PHILADELPHIA (Reuters) - A museum on Thursday unveiled a rare copy of the Emancipation Proclamation, a document signed in 1863 by President Abraham Lincoln declaring the end of slavery in the United States.
The document is one of about 24 known copies to survive out of 48 that were originally printed. It was acquired on behalf of The National Constitution Center museum from an unnamed private collector.
“This is one of the rarest, most valuable, most significant documents in history,” president of the non-profit museum Joseph Torsella told a news conference. “With the possible exception of the Declaration of Independence, no document has had a more profound impact on the American vision of liberty.”

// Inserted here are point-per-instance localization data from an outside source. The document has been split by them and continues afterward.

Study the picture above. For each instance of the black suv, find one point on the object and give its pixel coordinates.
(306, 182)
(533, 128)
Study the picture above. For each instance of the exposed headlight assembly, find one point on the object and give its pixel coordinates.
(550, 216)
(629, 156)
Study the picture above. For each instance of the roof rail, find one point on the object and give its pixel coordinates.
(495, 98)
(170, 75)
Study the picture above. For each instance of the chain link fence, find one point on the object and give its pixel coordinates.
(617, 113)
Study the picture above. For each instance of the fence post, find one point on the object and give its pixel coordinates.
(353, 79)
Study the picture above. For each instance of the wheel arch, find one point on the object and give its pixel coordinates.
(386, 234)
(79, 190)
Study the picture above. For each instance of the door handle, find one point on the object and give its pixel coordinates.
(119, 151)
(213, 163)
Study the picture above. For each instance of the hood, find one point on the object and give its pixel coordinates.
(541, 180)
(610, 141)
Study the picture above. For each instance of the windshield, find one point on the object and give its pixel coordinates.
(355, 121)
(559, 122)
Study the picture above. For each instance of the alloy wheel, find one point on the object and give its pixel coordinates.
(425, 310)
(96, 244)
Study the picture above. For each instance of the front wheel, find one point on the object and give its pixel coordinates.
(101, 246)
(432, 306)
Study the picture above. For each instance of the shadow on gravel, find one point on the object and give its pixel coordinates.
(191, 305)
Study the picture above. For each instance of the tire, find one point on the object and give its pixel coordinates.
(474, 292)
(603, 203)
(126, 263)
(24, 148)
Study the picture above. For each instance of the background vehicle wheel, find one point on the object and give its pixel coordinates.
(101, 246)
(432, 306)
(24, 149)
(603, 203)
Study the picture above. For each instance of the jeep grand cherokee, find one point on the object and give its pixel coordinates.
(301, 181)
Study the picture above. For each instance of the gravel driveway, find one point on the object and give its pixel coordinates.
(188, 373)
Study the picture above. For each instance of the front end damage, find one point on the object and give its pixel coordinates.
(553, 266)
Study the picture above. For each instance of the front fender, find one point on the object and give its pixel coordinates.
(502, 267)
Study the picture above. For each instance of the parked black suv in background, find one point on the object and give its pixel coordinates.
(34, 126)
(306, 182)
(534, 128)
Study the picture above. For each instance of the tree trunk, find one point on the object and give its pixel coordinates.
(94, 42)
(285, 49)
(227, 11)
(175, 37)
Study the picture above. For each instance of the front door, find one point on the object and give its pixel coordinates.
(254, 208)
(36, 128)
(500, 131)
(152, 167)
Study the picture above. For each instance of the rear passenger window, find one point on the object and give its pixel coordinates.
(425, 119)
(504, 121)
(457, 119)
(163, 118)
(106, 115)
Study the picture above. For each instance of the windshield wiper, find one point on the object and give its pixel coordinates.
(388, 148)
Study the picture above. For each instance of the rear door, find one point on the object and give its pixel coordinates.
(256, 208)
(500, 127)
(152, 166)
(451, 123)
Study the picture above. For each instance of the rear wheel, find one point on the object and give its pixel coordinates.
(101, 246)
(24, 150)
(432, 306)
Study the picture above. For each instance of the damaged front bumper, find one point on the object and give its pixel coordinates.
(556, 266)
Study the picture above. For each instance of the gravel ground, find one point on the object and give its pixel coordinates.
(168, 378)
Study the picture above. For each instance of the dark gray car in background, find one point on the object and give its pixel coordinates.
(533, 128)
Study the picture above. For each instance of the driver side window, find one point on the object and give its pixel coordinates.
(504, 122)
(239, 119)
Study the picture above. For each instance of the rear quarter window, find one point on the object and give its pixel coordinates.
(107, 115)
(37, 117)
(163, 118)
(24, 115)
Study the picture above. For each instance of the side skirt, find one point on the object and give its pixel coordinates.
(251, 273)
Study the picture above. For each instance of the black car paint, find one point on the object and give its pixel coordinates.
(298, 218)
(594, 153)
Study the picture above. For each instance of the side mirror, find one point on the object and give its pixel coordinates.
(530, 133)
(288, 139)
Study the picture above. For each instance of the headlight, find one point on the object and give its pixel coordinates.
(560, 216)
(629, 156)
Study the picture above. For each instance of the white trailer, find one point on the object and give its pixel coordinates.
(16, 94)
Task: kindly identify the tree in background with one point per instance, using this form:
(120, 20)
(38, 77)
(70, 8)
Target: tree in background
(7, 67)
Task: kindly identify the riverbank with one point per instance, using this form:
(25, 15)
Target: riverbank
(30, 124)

Torsella declined to say how much was paid for the document, saying only that it was a “very significant sum.” It was acquired by board member Steven Galbraith and will be on loan to the museum, where it will be on display until 2017.
Lincoln signed the proclamation on January 1, 1863, two years into the American Civil War, and in so doing authorized the freeing of slaves in rebel states.
The document contains the entire text of the proclamation and was originally intended for sale at a Philadelphia fair in 1864 to raise money for sick and wounded soldiers. Each copy, with Lincoln’s original signature, sold for $10 at the time.
The document will be on display for the final 10 days of February to mark Black History Month and then be withdrawn before going back on show this summer.